Evaluator expectations after the queued Sauce Demo fixes: the agent should independently choose efficient, safe browser operations; native add-to-cart clicks should mutate cart state without JavaScript fallback; same-snapshot form fills may be batched safely when the agent chooses that route; the selected sort order should be verified; checkout must stop before Finish and must not place the order; screenshot and recording must use the requested paths or be explicitly reported unavailable; `network requests` may show public-demo telemetry 401s; `console` may report offline-cache logs; `errors` should show no page errors; and the browser session plus temp artifacts should be cleaned up after evidence is recorded. A run that clicks Finish despite the stop instruction or silently substitutes artifact paths is a workflow failure even if the store flow itself works.

## Deterministic agent efficiency benchmark

[`scripts/agent-browser-efficiency-benchmark.mjs`](../scripts/agent-browser-efficiency-benchmark.mjs) is an accounting-only benchmark: it does not shell out to `agent-browser`, launch a browser, or read or write Pi sessions. It models representative `agent_browser` call shapes (including optional `stdin` for `batch` and top-level `job`, `qa`, or experimental `sourceLookup` / `networkSourceLookup` objects that compile to batch) and aggregates success rate, tool-call counts, UTF-8 size of model-visible strings, stale-ref failure and recovery counts, artifact success, distinct failure-category coverage, and summed elapsed-time estimates. When extending scenarios, keep them aligned with the closed `RQ-0068` “no reusable recipe layer” rationale in [`ARCHITECTURE.md`](ARCHITECTURE.md#no-reusable-recipe-layer-yet) (benchmark ids cited there are the canonical inventory for that evidence bar).

- **During development:** `npm run benchmark:agent-browser` prints a Markdown report; `npm run benchmark:agent-browser -- --json` saves machine-readable metrics; `npm run benchmark:agent-browser -- --compare path/to/prior.json` fails with exit code `1` on regressions (see the script’s `--help` for exit codes).
- **Default gate:** `npm run verify` checks generated playbook drift, runs `tsc --noEmit`, runs the full unit/fake suite under `test/**/*.test.ts` (including [`test/agent-browser.efficiency-benchmark.test.ts`](../test/agent-browser.efficiency-benchmark.test.ts) for scenario coverage and comparison behavior), verifies generated command-reference baseline blocks, and samples live upstream command-reference tokens. It does not spawn the standalone benchmark script’s JSON/Markdown run; that is what the opt-in slice below adds.
- **Opt-in slice:** `npm run verify -- benchmark` runs the benchmark script once with `--json` and then that same test module alone. It is intentionally **not** part of `npm run verify -- release`, so routine publish gates stay decoupled from benchmark churn while still allowing a focused check after editing scenarios or `CURRENT_BENCHMARK_VERSION`.

Maintainer constraints for evolving scenarios and version bumps are summarized under “Agent browser efficiency benchmark” in [`../AGENTS.md`](../AGENTS.md).

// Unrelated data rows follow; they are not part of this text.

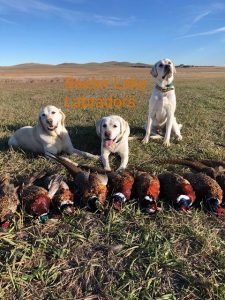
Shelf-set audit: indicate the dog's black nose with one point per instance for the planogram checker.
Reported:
(107, 134)
(50, 121)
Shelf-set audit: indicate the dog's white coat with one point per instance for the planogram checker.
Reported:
(162, 105)
(48, 135)
(114, 132)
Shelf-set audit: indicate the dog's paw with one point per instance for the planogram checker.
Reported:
(166, 143)
(95, 157)
(107, 169)
(120, 169)
(180, 138)
(145, 140)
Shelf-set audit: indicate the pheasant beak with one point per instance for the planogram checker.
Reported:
(118, 199)
(211, 204)
(43, 218)
(67, 208)
(93, 203)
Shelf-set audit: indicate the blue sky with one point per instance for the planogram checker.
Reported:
(189, 32)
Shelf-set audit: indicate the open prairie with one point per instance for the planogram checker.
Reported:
(127, 255)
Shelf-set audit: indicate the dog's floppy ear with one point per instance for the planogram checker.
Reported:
(124, 126)
(174, 69)
(154, 72)
(39, 117)
(99, 127)
(63, 117)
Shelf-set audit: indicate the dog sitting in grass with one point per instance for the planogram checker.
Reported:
(162, 104)
(114, 132)
(48, 135)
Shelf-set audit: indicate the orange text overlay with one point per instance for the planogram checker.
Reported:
(91, 102)
(100, 84)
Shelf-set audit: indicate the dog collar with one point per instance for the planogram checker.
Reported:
(169, 87)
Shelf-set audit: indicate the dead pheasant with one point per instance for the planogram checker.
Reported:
(64, 198)
(90, 185)
(8, 201)
(147, 188)
(207, 190)
(212, 168)
(120, 186)
(213, 163)
(36, 199)
(177, 190)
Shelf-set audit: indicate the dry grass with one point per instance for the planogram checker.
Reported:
(128, 255)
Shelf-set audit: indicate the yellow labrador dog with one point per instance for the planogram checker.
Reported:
(162, 104)
(49, 135)
(113, 131)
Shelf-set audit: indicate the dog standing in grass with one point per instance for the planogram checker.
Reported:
(162, 104)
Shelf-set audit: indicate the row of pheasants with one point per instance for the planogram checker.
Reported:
(41, 194)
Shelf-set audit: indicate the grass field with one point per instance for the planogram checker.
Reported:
(127, 255)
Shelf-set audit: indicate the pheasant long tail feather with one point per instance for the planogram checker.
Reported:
(37, 175)
(70, 165)
(54, 185)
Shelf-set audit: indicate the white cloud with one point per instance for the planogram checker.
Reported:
(200, 16)
(210, 32)
(6, 21)
(113, 21)
(38, 7)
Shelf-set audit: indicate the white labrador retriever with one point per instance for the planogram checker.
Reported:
(113, 131)
(49, 135)
(162, 104)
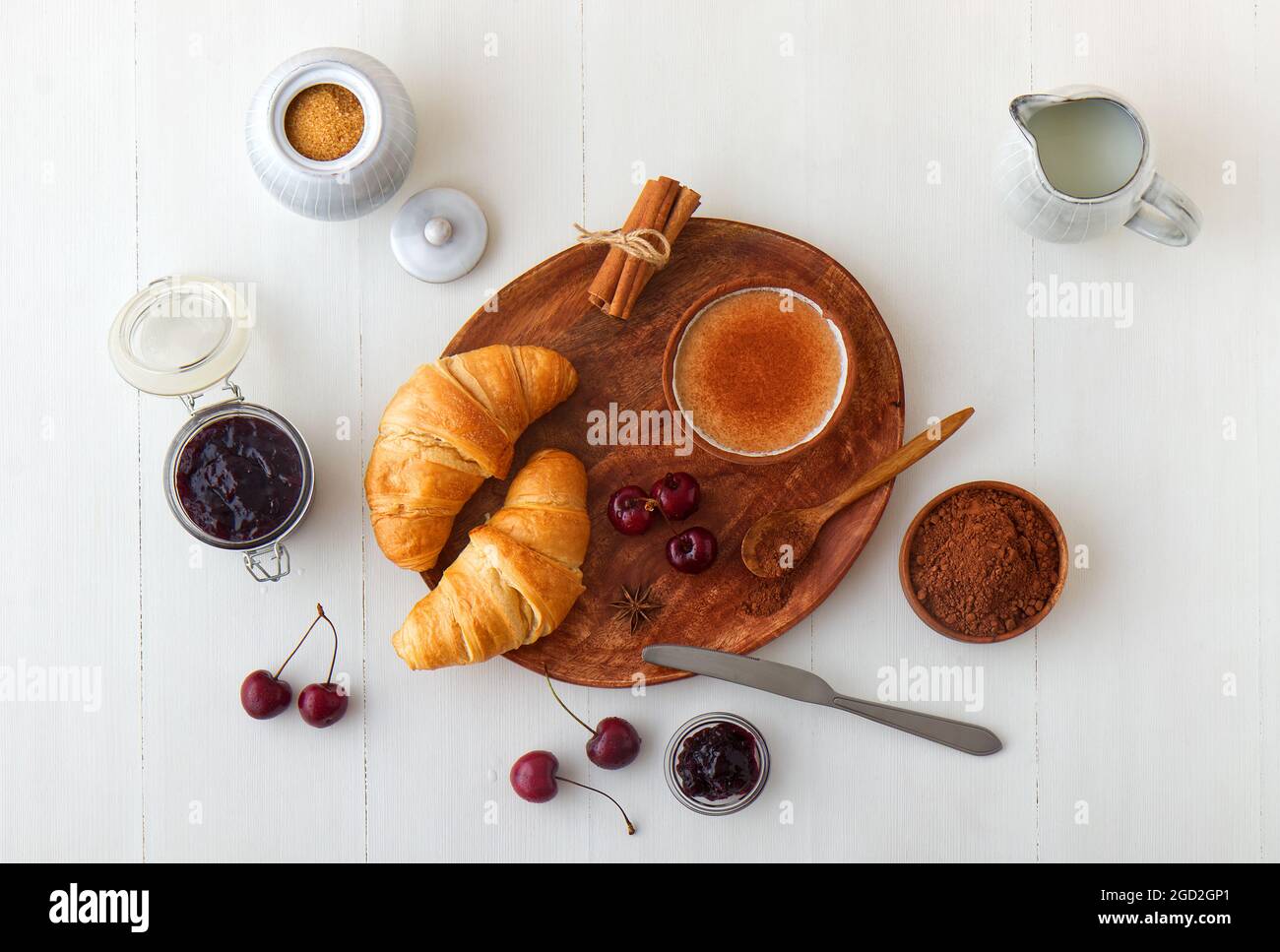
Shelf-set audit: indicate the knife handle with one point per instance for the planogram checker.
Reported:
(954, 733)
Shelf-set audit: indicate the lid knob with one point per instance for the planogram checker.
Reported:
(438, 230)
(439, 234)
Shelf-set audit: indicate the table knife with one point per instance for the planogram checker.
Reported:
(805, 686)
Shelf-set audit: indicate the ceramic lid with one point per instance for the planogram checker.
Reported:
(439, 234)
(180, 336)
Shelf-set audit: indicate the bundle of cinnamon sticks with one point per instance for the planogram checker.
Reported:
(664, 206)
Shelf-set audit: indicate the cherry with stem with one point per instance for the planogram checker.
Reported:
(614, 742)
(324, 704)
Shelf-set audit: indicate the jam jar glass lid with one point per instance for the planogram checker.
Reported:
(180, 336)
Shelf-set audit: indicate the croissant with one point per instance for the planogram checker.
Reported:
(451, 426)
(516, 580)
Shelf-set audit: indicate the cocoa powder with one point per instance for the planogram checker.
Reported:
(984, 562)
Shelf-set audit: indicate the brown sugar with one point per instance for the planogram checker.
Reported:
(759, 371)
(324, 122)
(985, 562)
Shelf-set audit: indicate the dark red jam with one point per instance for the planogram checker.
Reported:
(239, 477)
(717, 763)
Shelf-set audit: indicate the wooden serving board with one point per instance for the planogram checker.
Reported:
(619, 362)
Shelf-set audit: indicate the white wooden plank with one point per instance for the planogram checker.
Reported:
(905, 106)
(217, 784)
(495, 90)
(709, 102)
(71, 532)
(1133, 445)
(1265, 362)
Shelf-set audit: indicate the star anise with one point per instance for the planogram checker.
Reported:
(635, 606)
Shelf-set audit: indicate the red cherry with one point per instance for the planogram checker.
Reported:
(613, 743)
(321, 705)
(678, 495)
(691, 550)
(534, 778)
(263, 695)
(631, 511)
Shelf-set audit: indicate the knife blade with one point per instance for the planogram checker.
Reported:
(741, 669)
(805, 686)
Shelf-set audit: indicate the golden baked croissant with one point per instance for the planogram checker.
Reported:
(516, 580)
(451, 426)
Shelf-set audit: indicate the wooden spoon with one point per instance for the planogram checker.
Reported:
(781, 540)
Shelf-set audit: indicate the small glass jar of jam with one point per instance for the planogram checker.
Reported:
(237, 475)
(716, 764)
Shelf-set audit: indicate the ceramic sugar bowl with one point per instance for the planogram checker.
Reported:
(331, 133)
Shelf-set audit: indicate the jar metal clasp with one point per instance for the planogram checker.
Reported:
(188, 400)
(268, 564)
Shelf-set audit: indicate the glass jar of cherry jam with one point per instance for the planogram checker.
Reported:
(237, 475)
(717, 764)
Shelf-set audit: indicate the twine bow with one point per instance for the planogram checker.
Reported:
(641, 243)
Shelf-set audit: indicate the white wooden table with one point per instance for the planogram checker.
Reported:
(1140, 721)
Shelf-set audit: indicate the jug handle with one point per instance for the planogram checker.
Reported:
(1166, 214)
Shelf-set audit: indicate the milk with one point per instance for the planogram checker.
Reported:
(1088, 148)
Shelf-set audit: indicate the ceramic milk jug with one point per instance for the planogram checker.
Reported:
(1078, 161)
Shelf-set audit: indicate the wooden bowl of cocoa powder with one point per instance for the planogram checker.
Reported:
(984, 562)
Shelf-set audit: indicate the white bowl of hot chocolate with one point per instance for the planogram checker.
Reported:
(760, 372)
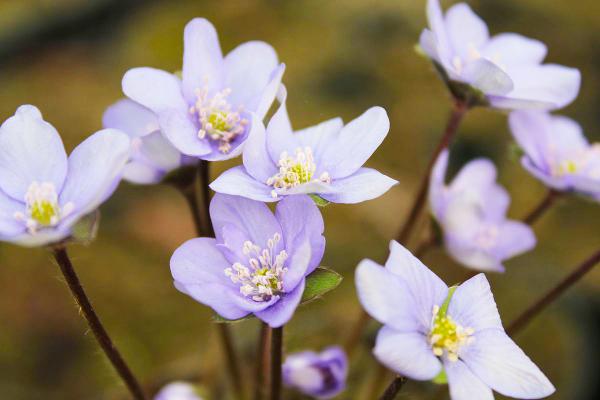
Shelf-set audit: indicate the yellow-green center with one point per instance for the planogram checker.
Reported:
(446, 336)
(44, 211)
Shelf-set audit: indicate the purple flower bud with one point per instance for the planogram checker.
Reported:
(42, 192)
(206, 114)
(557, 153)
(505, 70)
(321, 375)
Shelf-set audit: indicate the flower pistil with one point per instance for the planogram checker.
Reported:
(42, 208)
(263, 279)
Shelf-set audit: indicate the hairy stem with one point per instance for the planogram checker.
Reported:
(394, 388)
(262, 362)
(456, 116)
(197, 194)
(542, 207)
(276, 358)
(536, 308)
(104, 340)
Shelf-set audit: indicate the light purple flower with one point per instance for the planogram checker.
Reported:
(321, 375)
(258, 262)
(557, 152)
(207, 113)
(472, 214)
(324, 160)
(152, 155)
(506, 69)
(430, 328)
(42, 192)
(178, 391)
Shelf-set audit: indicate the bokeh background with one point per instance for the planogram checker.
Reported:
(68, 56)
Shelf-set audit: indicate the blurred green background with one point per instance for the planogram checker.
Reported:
(68, 56)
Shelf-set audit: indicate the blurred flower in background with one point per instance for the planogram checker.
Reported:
(505, 69)
(472, 214)
(178, 391)
(557, 153)
(152, 155)
(321, 375)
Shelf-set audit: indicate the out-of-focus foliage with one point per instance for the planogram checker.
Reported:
(67, 57)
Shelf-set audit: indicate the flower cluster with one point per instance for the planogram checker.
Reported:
(260, 262)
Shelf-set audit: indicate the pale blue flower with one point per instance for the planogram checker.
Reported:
(178, 391)
(430, 328)
(505, 69)
(42, 192)
(257, 263)
(557, 152)
(324, 160)
(206, 114)
(152, 155)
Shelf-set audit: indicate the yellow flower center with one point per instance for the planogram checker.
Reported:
(295, 170)
(446, 336)
(217, 120)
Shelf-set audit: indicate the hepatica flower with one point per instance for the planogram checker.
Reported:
(206, 114)
(178, 391)
(505, 70)
(472, 214)
(42, 192)
(430, 328)
(152, 155)
(557, 152)
(321, 375)
(324, 160)
(258, 261)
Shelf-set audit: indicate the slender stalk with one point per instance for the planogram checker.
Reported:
(104, 340)
(276, 358)
(261, 362)
(197, 194)
(394, 388)
(521, 321)
(356, 332)
(456, 116)
(232, 364)
(377, 381)
(204, 215)
(542, 207)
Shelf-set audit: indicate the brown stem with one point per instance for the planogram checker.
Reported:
(261, 362)
(204, 215)
(197, 194)
(394, 388)
(276, 359)
(458, 112)
(520, 322)
(104, 340)
(542, 207)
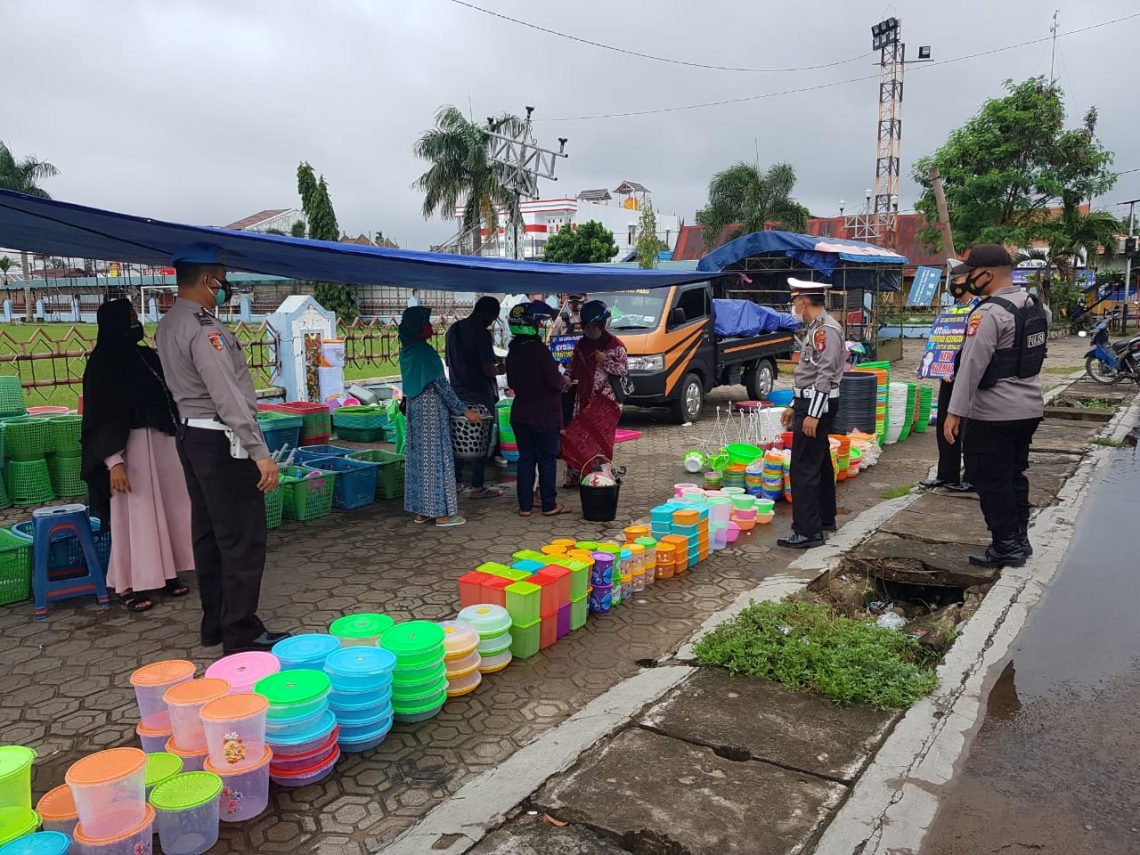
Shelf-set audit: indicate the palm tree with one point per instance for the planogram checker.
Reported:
(744, 198)
(462, 171)
(24, 176)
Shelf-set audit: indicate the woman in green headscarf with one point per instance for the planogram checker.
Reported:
(429, 479)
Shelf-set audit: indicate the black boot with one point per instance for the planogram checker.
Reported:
(1003, 552)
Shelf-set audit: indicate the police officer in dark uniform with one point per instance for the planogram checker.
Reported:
(816, 401)
(224, 455)
(998, 392)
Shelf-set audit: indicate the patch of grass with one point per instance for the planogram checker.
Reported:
(806, 648)
(900, 489)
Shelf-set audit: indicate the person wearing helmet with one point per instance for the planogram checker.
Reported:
(536, 414)
(597, 364)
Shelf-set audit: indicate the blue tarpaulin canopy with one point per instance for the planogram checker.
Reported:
(820, 253)
(60, 228)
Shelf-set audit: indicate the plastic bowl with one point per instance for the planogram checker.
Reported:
(151, 683)
(245, 792)
(235, 727)
(57, 809)
(136, 839)
(186, 813)
(243, 670)
(110, 790)
(185, 701)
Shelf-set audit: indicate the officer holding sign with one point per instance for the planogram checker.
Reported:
(998, 392)
(816, 400)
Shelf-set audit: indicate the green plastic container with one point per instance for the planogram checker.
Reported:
(578, 612)
(523, 602)
(30, 482)
(526, 638)
(363, 629)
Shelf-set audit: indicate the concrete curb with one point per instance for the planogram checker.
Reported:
(896, 799)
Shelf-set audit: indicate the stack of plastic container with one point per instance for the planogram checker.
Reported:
(151, 683)
(364, 629)
(238, 755)
(493, 623)
(462, 659)
(185, 702)
(110, 792)
(300, 727)
(420, 678)
(361, 698)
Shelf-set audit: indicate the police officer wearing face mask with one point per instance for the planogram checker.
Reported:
(816, 400)
(998, 392)
(224, 455)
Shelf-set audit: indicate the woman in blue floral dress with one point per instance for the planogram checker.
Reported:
(429, 479)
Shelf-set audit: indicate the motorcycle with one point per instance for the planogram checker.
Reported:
(1110, 363)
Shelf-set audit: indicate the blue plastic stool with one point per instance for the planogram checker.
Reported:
(64, 583)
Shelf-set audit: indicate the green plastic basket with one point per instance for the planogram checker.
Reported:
(66, 474)
(11, 397)
(30, 482)
(15, 568)
(390, 474)
(275, 507)
(304, 497)
(25, 438)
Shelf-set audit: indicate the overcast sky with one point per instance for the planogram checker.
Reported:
(200, 111)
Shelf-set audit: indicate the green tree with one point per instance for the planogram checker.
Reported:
(462, 171)
(587, 244)
(744, 198)
(1010, 167)
(649, 244)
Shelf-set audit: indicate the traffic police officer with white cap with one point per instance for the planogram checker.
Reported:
(998, 393)
(816, 401)
(224, 455)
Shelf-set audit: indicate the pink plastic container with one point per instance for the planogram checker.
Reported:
(235, 727)
(185, 701)
(151, 683)
(242, 670)
(110, 790)
(245, 794)
(137, 839)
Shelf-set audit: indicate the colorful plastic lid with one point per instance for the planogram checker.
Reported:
(360, 626)
(234, 707)
(41, 843)
(296, 685)
(413, 637)
(105, 766)
(16, 822)
(318, 730)
(488, 620)
(160, 766)
(15, 759)
(244, 669)
(459, 637)
(196, 692)
(309, 648)
(360, 662)
(186, 791)
(57, 804)
(161, 674)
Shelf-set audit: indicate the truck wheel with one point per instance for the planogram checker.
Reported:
(759, 380)
(687, 405)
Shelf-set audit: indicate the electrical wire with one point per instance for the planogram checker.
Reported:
(918, 66)
(670, 60)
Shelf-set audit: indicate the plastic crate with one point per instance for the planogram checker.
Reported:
(15, 568)
(64, 552)
(274, 509)
(390, 471)
(307, 494)
(356, 480)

## What package verification checks

`npm run verify -- package` confirms that:

- no repo-local `.pi/extensions/agent-browser.ts` autoload shim is present
- `LICENSE` exists in the repo and the packed tarball
- canonical published docs are present
- the package-level doctor command and capability baseline are present
- extension source files are present, including the split result-rendering modules required by the published facade
- agent-only and superseded docs are absent from the tarball

`npm run verify -- package-pi` runs the same package-content checks and additionally confirms that:

- the packed package can be loaded through Pi SDK resource loading with the same isolation principle as `pi --no-extensions -e <package-source>`
- exactly one `agent_browser` tool is registered
- the registered `agent_browser` source resolves inside the extracted packed package path, not the working checkout
- the packaged `agent_browser` tool can be executed through Pi's loaded native tool definition with a deterministic fake upstream `agent-browser --version` binary

The packaged execution smoke intentionally uses a temporary fake `agent-browser` binary and the `--version` inspection path. It proves first invocation of the packaged Pi tool without launching a real browser. Real browser coverage remains part of local checkout validation and post-publish install validation.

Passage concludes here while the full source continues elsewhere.